Hong Kong: Hospital Authority Pilot and HKSLTA

Hong Kong’s adoption of IDDSI has proceeded through two parallel tracks:

Hospital Authority (HA): The HA — which operates all public hospitals and most specialist services in Hong Kong — initiated an IDDSI pilot programme in selected hospitals from approximately 2019. The pilot evaluated clinical feasibility, staff training requirements, and integration with existing texture modification protocols. As of 2024, IDDSI terminology has been progressively adopted across HA facilities, though full system-wide implementation continues.

Hong Kong Speech and Language Therapy Association (HKSLTA): The HKSLTA has been the primary professional advocate for IDDSI adoption in Hong Kong.
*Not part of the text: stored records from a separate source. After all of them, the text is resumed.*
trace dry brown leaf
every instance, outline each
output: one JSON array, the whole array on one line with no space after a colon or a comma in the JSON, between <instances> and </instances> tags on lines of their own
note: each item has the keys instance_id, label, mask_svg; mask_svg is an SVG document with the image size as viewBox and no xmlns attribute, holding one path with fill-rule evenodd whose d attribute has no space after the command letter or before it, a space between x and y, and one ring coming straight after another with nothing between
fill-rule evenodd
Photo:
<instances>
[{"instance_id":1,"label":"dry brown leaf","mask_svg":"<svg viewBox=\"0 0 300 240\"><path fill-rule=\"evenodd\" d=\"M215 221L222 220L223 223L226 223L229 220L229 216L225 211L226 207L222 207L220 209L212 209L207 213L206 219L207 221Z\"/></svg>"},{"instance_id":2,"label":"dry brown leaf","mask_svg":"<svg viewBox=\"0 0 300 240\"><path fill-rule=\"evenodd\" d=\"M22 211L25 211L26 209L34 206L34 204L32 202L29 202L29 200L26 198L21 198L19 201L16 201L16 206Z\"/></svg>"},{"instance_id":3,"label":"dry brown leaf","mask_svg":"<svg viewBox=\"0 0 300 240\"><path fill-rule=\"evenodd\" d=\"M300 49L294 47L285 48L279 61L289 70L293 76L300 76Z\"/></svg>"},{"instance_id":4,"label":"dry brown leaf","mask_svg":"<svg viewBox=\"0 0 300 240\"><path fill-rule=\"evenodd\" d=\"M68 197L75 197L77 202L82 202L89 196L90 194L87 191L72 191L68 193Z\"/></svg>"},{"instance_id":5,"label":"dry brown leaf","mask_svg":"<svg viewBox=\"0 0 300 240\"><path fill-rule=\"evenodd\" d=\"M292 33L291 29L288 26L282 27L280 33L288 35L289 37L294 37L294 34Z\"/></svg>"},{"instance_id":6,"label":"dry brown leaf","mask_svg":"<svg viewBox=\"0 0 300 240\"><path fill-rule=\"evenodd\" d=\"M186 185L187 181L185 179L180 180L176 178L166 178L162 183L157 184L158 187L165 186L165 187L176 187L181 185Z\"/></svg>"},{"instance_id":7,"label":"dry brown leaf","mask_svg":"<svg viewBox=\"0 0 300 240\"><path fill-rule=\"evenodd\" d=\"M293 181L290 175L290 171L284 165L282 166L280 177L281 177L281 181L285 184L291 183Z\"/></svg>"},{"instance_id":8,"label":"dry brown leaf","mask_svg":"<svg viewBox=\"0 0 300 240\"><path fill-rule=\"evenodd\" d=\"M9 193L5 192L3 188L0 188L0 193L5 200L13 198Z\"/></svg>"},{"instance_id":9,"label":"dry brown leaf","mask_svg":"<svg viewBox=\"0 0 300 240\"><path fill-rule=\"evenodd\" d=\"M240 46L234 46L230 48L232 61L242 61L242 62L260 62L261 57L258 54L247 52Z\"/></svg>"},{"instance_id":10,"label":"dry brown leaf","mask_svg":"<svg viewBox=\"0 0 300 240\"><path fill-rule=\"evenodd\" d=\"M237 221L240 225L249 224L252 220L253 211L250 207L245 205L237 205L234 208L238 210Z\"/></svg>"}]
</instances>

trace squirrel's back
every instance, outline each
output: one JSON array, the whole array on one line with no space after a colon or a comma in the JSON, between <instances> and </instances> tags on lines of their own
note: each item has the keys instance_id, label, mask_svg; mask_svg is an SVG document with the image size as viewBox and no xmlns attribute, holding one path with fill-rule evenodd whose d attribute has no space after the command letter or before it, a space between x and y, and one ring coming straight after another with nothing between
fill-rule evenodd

The Association has published Cantonese-language IDDSI resources, conducted training for speech-language therapists and dietitians, and engaged with care home operators on implementation.

Private sector: Private hospitals and care homes in Hong Kong vary widely in their adoption of IDDSI terminology. Some private hospitals are ahead of the HA on IDDSI implementation; many smaller RCHEs have limited awareness.

FEHD and regulatory context: Hong Kong’s Food and Environmental Hygiene Department (FEHD) does not currently mandate IDDSI compliance. The Social Welfare Department (SWD) — which regulates RCHEs — has not yet incorporated IDDSI into its Code of Practice for Residential Care Homes. This regulatory gap means that texture modification quality in RCHE settings is highly variable.


Mainland China: T/SATA Group Standards

China’s path is covered in more detail in the companion article on T/SATA standards. In brief: China has not adopted IDDSI directly as a national standard (no GB standard references IDDSI), but has developed the T/SATA group standards — particularly T/SATA 094 — which explicitly align with IDDSI testing methods and level classifications.

This approach preserves national regulatory sovereignty while achieving practical IDDSI compatibility — products that meet T/SATA 094 are, by construction, substantially aligned with IDDSI, enabling cross-border product recognition.


Cross-Border Product Labelling Implications

For food manufacturers selling dysphagia food products across multiple markets, the current landscape requires:

Market Standard Labelling Requirement
Australia (institutional) IDDSI Effectively mandatory
UK (institutional) IDDSI Mandatory for NHS supply
Canada (institutional) IDDSI De facto standard
USA (institutional) IDDSI De facto standard
Japan 学会分類2021 + UDF Japanese-specific labelling needed
Taiwan (institutional) IDDSI Standard for accredited facilities
Hong Kong (public hospital) IDDSI (in transition) Increasingly expected
Mainland China (GBA tenders) T/SATA 094 Required for GBA institutional supply

A manufacturer exporting to both Australian aged care facilities and GBA mainland care homes must maintain parallel labelling: IDDSI for Australia; T/SATA 094 for the mainland. The testing methods overlap significantly, reducing the re-testing burden, but documentation, labelling, and compliance certification are distinct.


Future Regulatory Convergence

The trajectory is clear: IDDSI, or IDDSI-aligned frameworks, will become the global baseline for dysphagia food classification over the next decade. The remaining questions are:

  1. When will regulatory mandates follow professional endorsements — particularly in the US and Canada at the federal level?
  2. How will Japan’s 学会分類2021 and China’s T/SATA series converge further with IDDSI in future revisions?
  3. Will Hong Kong’s SWD incorporate IDDSI into RCHE regulation — which would be the most impactful single step for improving care home food texture quality in HK?
  4. Will retail food labelling follow institutional supply — enabling consumers managing dysphagia at home to identify safe products from supermarket shelves?

Each of these questions involves not just scientific consensus — which is largely achieved — but regulatory process, stakeholder negotiation, and political will. The IDDSI framework exists; the challenge is ensuring that the patient eating a blended meal in a Hong Kong care home, a Japanese hospital, or an Australian aged care facility benefits from the same evidence-based quality standards regardless of where they are.